For a writer who has had his name attached to mediocre fare, Brian Duffield’s screenplay is surprisingly amazing. It thankfully keeps the focus on the main characters rather that get tangled in the central concept (the kids exploding is more of a subjective metaphor), yet the plotting is also rather unpredictable and impactful, grabbing your attention and never letting you know what will happen next. The witty dialogue and visual gags are hysterical, with several laugh out loud moments and thankfully no mean-spiritedness. Finally, the blending of genres is impeccable, as Spontaneous balances teen romance, dark comedy and existential drama well without feeling disjointed.

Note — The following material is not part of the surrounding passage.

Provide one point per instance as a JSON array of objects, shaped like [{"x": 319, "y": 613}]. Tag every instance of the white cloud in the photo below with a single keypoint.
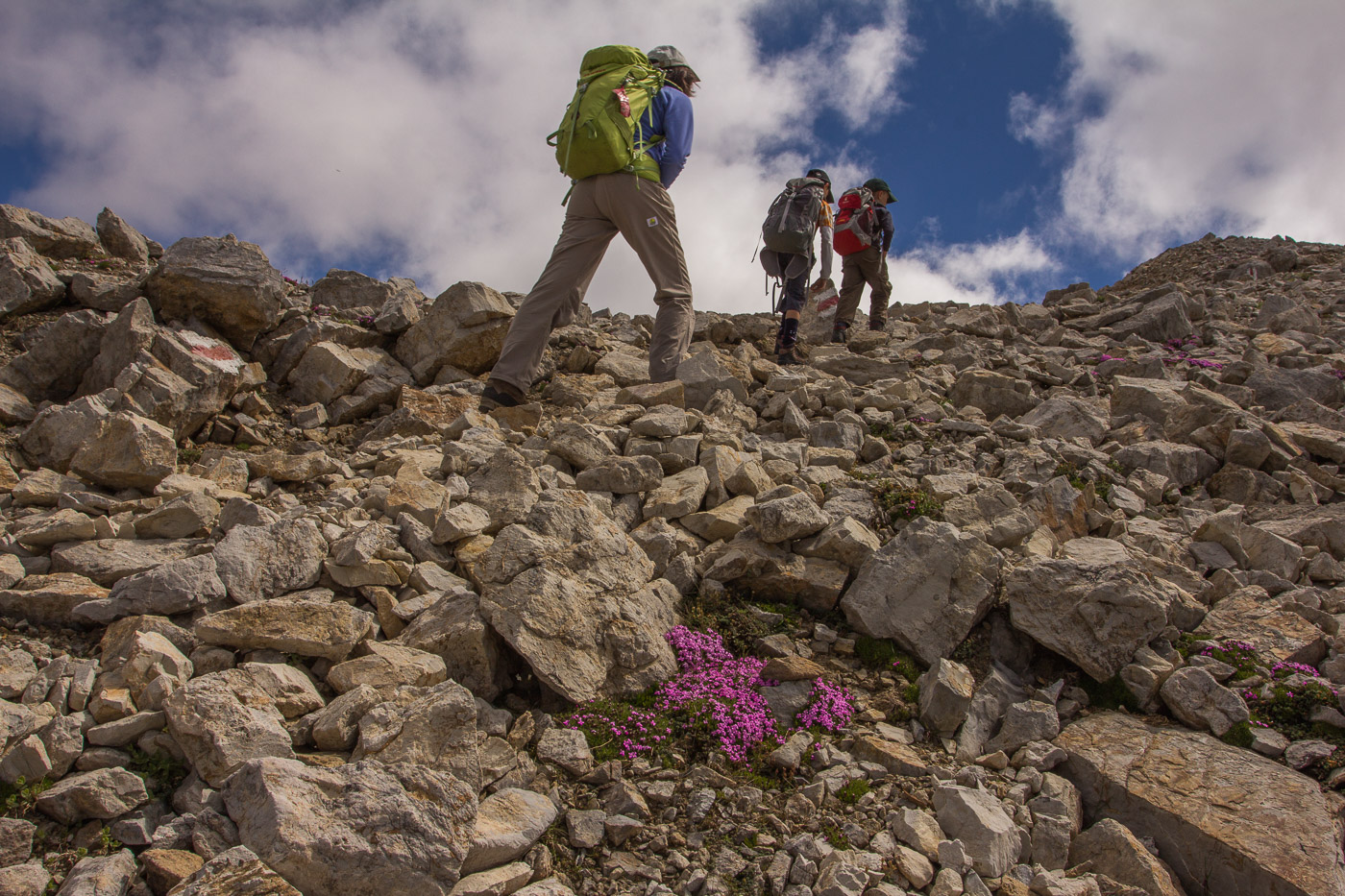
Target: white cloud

But by far the best aspect is both it’s emotional and cultural relevance. The fact that this film was shot two years ago yet has only come out now seems like a scary coincidence, given the on-going but hopefully soon to end Pandemic, though that gives it more impact. And the message of this film is resonant regardless, the message being one that will not be spoiled. Some might find the film to be preachy and unsubtle with it’s message, but it’s told impactfully, with the final monologue being beautiful, hilarious and hard hitting.

As for the acting, Charlie Plummer is charismatic and lovable, but Katherine Langford gives the strongest performance of her career so far. Her combination of deadpan and goofy comedic delivery is amazing as is her dramatic delivery. She has so much charisma and brings an incredibly amount of soul to what could have just been a one-note "quirky girl", especially in a moment towards the end that will no doubt make you cry. Both have amazing chemistry and make their love story totally believable. The direction from Brian Duffield also impresses, there are a lot of cool stylistic camera-tricks and 4th wall breaks, yet he also knows when to keep the camera and let the material speak for itself. Finally, he knows how to use narration correctly without it being a distraction.

If there are any flaws, it is that the runtime is a bit too long and could have trimmed here and there, though that is a minor complaint. The film also does not have a traditional climax either, which might bother some who want a third act that is more action packed and eventful, but the character drama and story is strong and specific enough to where the inclusion of a grand finale would not have worked. This film is not about solving bad stuff, it is about dealing with bad stuff.

Spontaneous is a true gem, a funny, emotional and overall impressive achievement by Duffield, one that makes for a great debut and if time treats it well will end up becoming either an underrated masterpiece or a classic. Regardless, it is well worth the watch.